If someone decided to make a documentary about those mothers who go on Dr. Phil to talk about how their young child is trying to stab them in their sleep, it would probably look something like Katrin Gebbe’s Pelican Blood. It’s an incredibly effective drama about how children’s actions have powerful effects on a family, about a mother’s resilience, and the desperate lengths she goes through to save her family.

The German-language film follows Wiebke (Nina Hoss), a single mother who owns a horse training facility for riot police. She has an adopted daughter, Nicolina (Adelia-Constance Ocleppo), and the film’s first half highlights Wiebke’s desire and success in adopting another little girl, Raya (Katerina Lipovska). Both of her little girls bond quickly, and they seem to be the perfect family, but it’s clear that there’s something wrong. Darkness follows Raya, as indicated by the look in Wiebke’s horses’ eyes and in their restlessness in the night. They’re spooked, and it’s not long before the rest of the family is, too.

Horror comes with the piercing screams of Nicolina as Raya attacks her. She’s seemingly a nod to The Bad Seed as she tears their room apart, throws tantrums, and screams at the top of her lungs for hours. She rarely speaks, but instead growls like an animal. What Lipovska achieves here may just be the best performance by a child actor ever. Lipovska has a natural ability to keep a sinister straight face. She’s frightening. Her family is afraid of her, and so is the audience. There’s something dark behind Raya’s eyes, and she hints that her actions aren’t her own; there’s an unseen evil force at play.

Pelican Blood goes from The Bad Seed to The Omen meets The Babadook quite quickly, but the horror comes and goes in this genre mishmash. It’s a well-executed slow-burn drama that’s not full-blown horror, but the fact that it lingers in the background creates an unnerving sense of unease and suspense. Raya can explode at any moment. Her psychopathic tendencies are tearing Wiebke’s home apart, and the mother herself as well. The desperation and strength of a mother’s love are felt in Hoss’ performance. Wiebke is desperate to make Raya love her, but in this desperation she is inadvertently straining her relationship with Nicolina, affecting her work and other relationships. She’s falling apart physically and mentally, but refuses to give up. Hoss’ performance has a subtlety to it that manages to create the necessary emotional impact.
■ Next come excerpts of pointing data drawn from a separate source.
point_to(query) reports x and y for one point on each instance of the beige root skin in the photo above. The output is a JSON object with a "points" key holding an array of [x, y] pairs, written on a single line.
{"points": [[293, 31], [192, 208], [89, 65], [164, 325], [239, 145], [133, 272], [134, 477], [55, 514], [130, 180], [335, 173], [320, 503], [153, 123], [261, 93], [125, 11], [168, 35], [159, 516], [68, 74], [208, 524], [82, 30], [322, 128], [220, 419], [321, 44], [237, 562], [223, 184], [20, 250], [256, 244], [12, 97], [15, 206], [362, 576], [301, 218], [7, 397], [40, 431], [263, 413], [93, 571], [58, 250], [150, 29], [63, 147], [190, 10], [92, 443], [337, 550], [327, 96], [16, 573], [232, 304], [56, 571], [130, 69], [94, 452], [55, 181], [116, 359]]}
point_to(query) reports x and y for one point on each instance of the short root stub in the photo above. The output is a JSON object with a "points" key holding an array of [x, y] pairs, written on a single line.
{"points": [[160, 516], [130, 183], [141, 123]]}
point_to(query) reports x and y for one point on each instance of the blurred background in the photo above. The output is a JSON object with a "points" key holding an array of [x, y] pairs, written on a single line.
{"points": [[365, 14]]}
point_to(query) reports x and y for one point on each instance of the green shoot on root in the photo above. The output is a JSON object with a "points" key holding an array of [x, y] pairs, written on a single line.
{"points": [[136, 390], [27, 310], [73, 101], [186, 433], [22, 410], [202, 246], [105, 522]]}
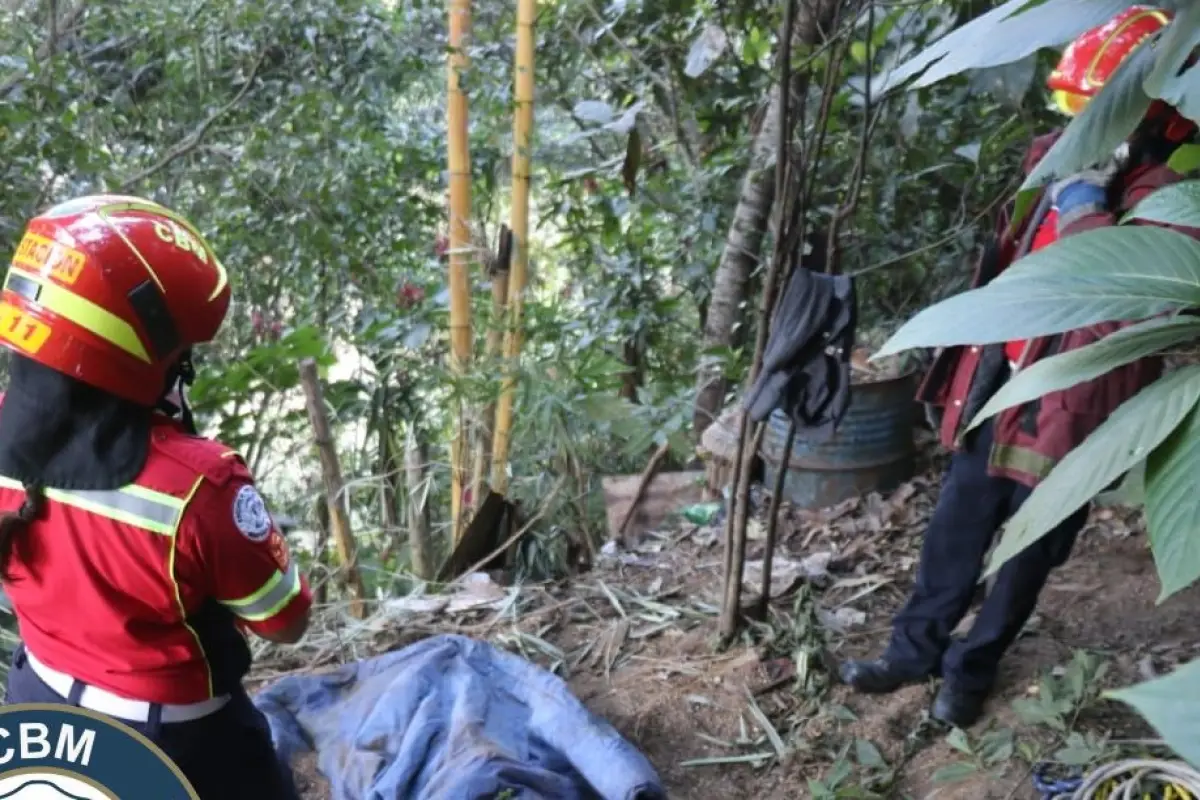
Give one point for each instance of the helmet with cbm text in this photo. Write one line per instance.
(113, 290)
(1087, 62)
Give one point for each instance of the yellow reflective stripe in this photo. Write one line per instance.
(179, 593)
(132, 505)
(135, 204)
(270, 599)
(85, 314)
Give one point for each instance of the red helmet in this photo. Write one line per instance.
(112, 290)
(1090, 60)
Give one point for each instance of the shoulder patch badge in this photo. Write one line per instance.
(250, 515)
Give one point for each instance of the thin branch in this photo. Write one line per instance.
(48, 47)
(196, 137)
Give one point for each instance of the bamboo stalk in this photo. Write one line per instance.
(498, 270)
(331, 477)
(522, 133)
(459, 164)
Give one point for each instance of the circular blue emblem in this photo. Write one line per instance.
(60, 752)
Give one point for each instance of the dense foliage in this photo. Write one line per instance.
(1113, 274)
(307, 140)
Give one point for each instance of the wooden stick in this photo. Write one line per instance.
(768, 554)
(331, 476)
(648, 474)
(419, 543)
(739, 512)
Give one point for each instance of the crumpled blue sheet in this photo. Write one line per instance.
(453, 719)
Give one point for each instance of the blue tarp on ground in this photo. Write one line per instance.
(454, 719)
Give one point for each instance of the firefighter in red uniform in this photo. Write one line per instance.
(131, 548)
(995, 468)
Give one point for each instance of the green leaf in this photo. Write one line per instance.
(593, 110)
(1132, 491)
(1173, 515)
(1108, 120)
(1171, 704)
(953, 42)
(1077, 752)
(1174, 48)
(1025, 32)
(1089, 362)
(1177, 204)
(958, 740)
(1103, 275)
(1126, 438)
(955, 773)
(705, 50)
(996, 746)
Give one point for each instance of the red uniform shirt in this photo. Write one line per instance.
(1045, 235)
(103, 582)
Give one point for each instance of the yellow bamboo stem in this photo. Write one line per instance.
(459, 163)
(522, 132)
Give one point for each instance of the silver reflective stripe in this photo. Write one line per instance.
(270, 599)
(131, 505)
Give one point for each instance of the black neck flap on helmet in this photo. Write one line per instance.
(60, 433)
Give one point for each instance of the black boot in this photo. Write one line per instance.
(877, 677)
(957, 707)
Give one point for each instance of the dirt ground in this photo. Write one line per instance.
(658, 678)
(1102, 601)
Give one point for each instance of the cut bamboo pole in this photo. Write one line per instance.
(459, 164)
(498, 270)
(419, 542)
(522, 140)
(331, 476)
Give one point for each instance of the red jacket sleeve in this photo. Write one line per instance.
(243, 558)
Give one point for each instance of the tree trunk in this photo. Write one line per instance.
(748, 229)
(738, 262)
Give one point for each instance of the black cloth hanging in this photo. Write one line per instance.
(805, 367)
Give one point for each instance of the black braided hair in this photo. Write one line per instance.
(15, 522)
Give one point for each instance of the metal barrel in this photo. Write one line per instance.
(871, 451)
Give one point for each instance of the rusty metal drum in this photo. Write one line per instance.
(871, 451)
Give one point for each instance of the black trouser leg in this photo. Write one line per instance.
(970, 509)
(971, 665)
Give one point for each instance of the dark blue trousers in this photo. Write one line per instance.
(970, 511)
(226, 756)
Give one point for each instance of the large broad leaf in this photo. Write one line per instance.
(1174, 49)
(705, 50)
(1103, 125)
(1090, 362)
(1121, 441)
(1132, 491)
(1021, 34)
(1177, 204)
(1173, 513)
(1164, 703)
(1110, 274)
(1183, 92)
(957, 40)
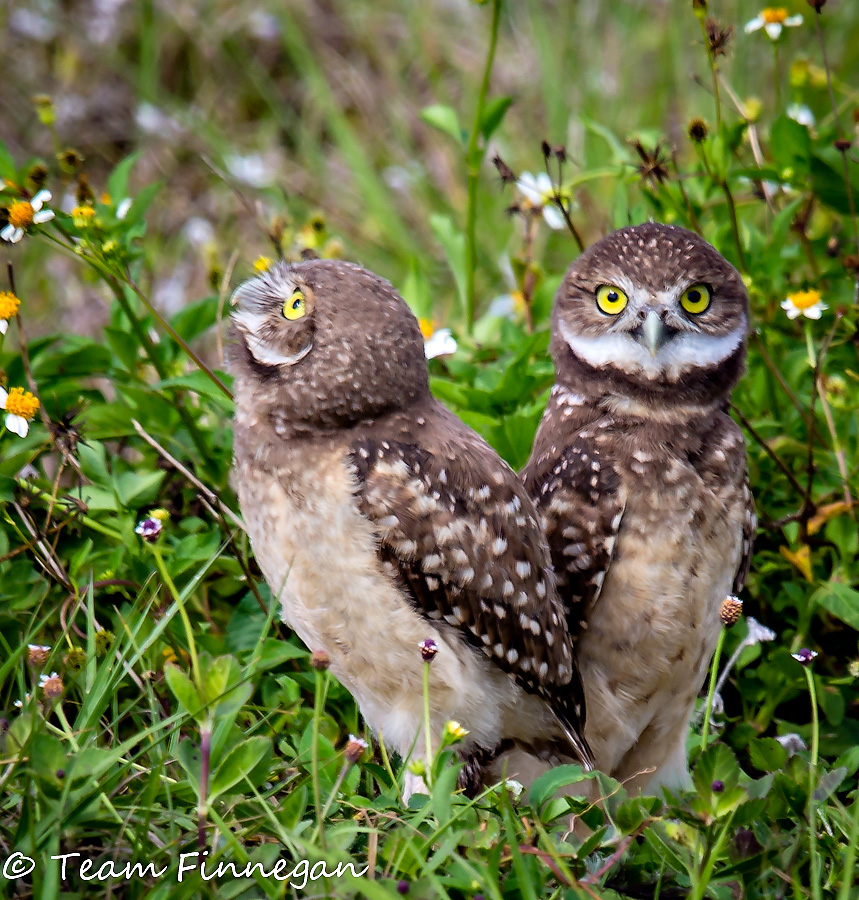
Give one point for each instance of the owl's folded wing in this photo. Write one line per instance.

The evil unseen force, the demonic energy inside Raya, is downplayed most of the film until the third act, which prevents Pelican Blood from being a perfect achievement. The third act is rushed, as it piles on all the horror that’s been building up for most of the film. This drastic shift in tone feels like Gebbe’s desperate attempt to cement the film in the horror genre. As a result, the emotional payoff wanes.

There’s no denying the beauty in Moritz Schultheiß’s cinematography, and the way the film cleverly plays with shadow and sound helps build the lingering tension. The performances are also a standout, but what really makes the film is its use of symbolism. An ancient legend of a mother pelican striking her breast in order to revive her dying young with her blood is rooted in Catholicism and is referenced in the film. Raya is essentially the dead chick that Wiebke must keep alive, and Pelican Blood is certainly a unique addition to the already long list of narratives that demonstrate the power of a mother’s love.